Nobody Waved Good-bye was shot in just three weeks in Toronto by Don Owen and a small crew of actors and technicians. The film was originally intended as a short documentary on juvenile delinquents but it grew and grew until it was decided to shoot it as a fiction film. Improvised by the actors, it told the story of teen alienation and became a surprise hit in the United States.
“I saw this movie in the late 1960's in high school. That a high school would show it amazes me as I look at the world we created. I had seen nothing like it and have remembered it in various forms ever since. I look forward to watching it again. I struggled to learn guitar in par to play The Water is Wide...”
— MartyL, 15 Apr 2012
“This is a really great movie. Early indie Canadian filmmaking at its finest. The kid's mother is a shrew. These days neither Dad nor the son would put up with it. They would both be out the door. She needed some Valium. That's how they dealt with stressed-out Moms in the '60s. Well cast, well acted, well directed. A classic.”
— MacLeod, 27 Mar 2012
“The kid's mother is a shrew. These days neither Dad nor the son would put up with it. They would both be out the door. She needed some Valium. That's how they dealt with stressed-out Moms in the '60s.”
— MacLeod, 26 Mar 2012
“Asberger's? Oh, please. Do we really need to medicalize everything. This is a story about a spoiled self-centered kid and the people he takes advantage of. I've looked for this movie for decades, and am most grateful to the NFB for making it viewable on line. I am chagrined to admit that when I first saw it I closely identified with Peter - in part because I was about the same age and also played the banjo, in part because I, too, felt alienated from my parents and middle class values - didn't we all then? ( I didn't steal from an employer, however, or steal a car, nor did I get a girlfriend pregnant.)
Seeing this movie again all these man years later is a bit like re-reading "Catcher In The Rye" 50 years later and thinking, 'I identified with that poor, screwedup Sad Sack? Wow! What a mess I must have been. Thank God things turned out so well.'”
— Thebd, 25 Sep 2011
“oh the restlessness of youth having it easy”
— neural, 9 Sep 2011
“This film may be ahead of its time in portraying a form of Asperger's Syndrome - a milder but often functional form of autism. The symptoms are similar to what I have witnessed and worked with: impulsiveness, mercurialness, rapid speech, obvious intelligence and articulation, mild paranoia / unaccountability, risk taking without thought of consequence, school dropout, etc. Many of these people, mainly males, have gone on to well-paid careers: many are athletes and heads of global businesses.

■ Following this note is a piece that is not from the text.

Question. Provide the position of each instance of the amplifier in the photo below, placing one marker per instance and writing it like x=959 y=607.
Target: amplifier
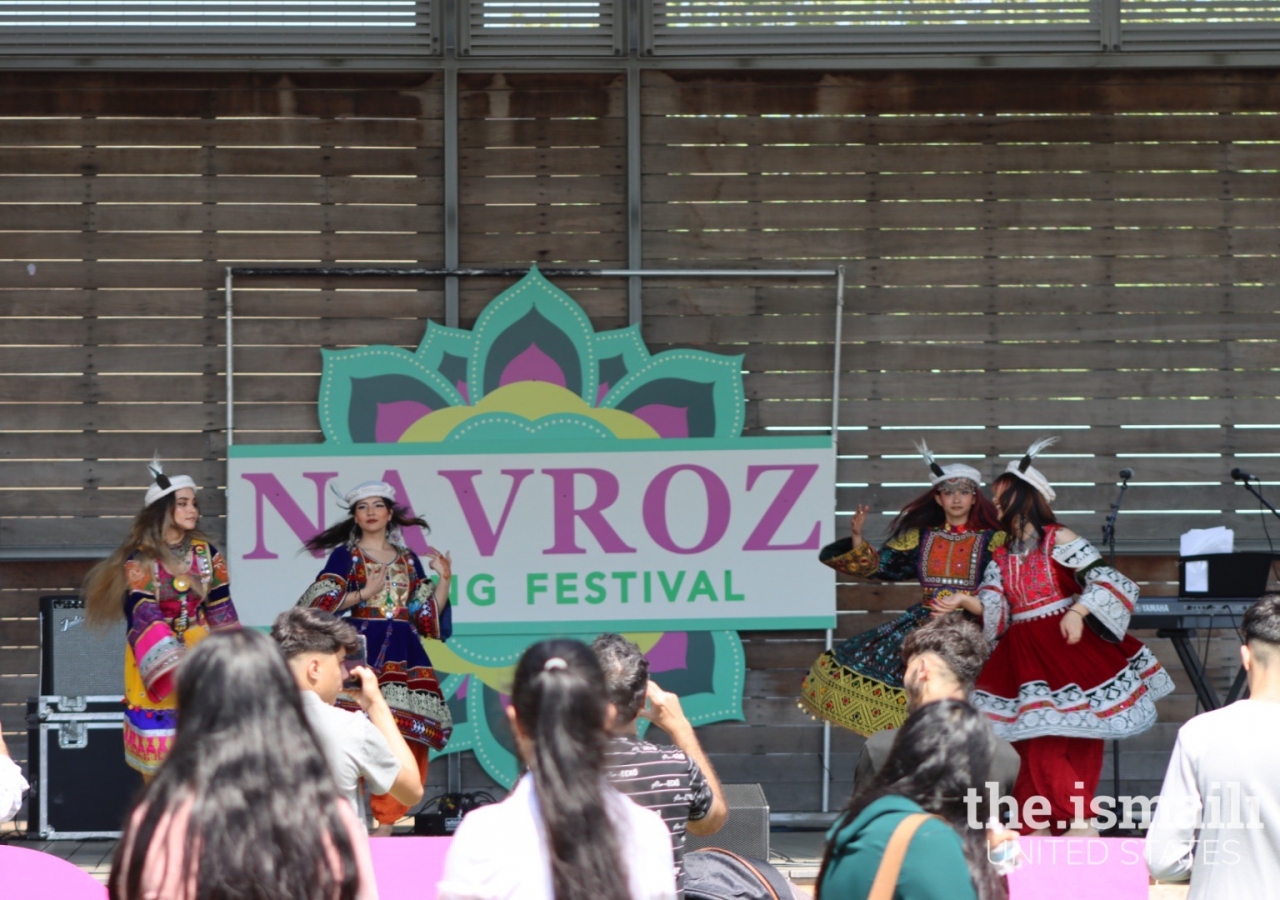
x=74 y=659
x=81 y=785
x=748 y=828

The acting is very accurate - it's as though the actor may have actually had the symptoms himself.
Try reading Susan Pinker's book "Sexual Paradox" - an easy but well researched read.
Anachronism? If the film was made in the 1960's, why does the sergeant's police uniform carry the King's crown rather than the Queen's crown - 1953 onward?”
— ofinso, 21 Feb 2011
“This film seems to represent the demarcation between the tranquil conformity of the 1950s and the social cataclysm of the late 1960s.”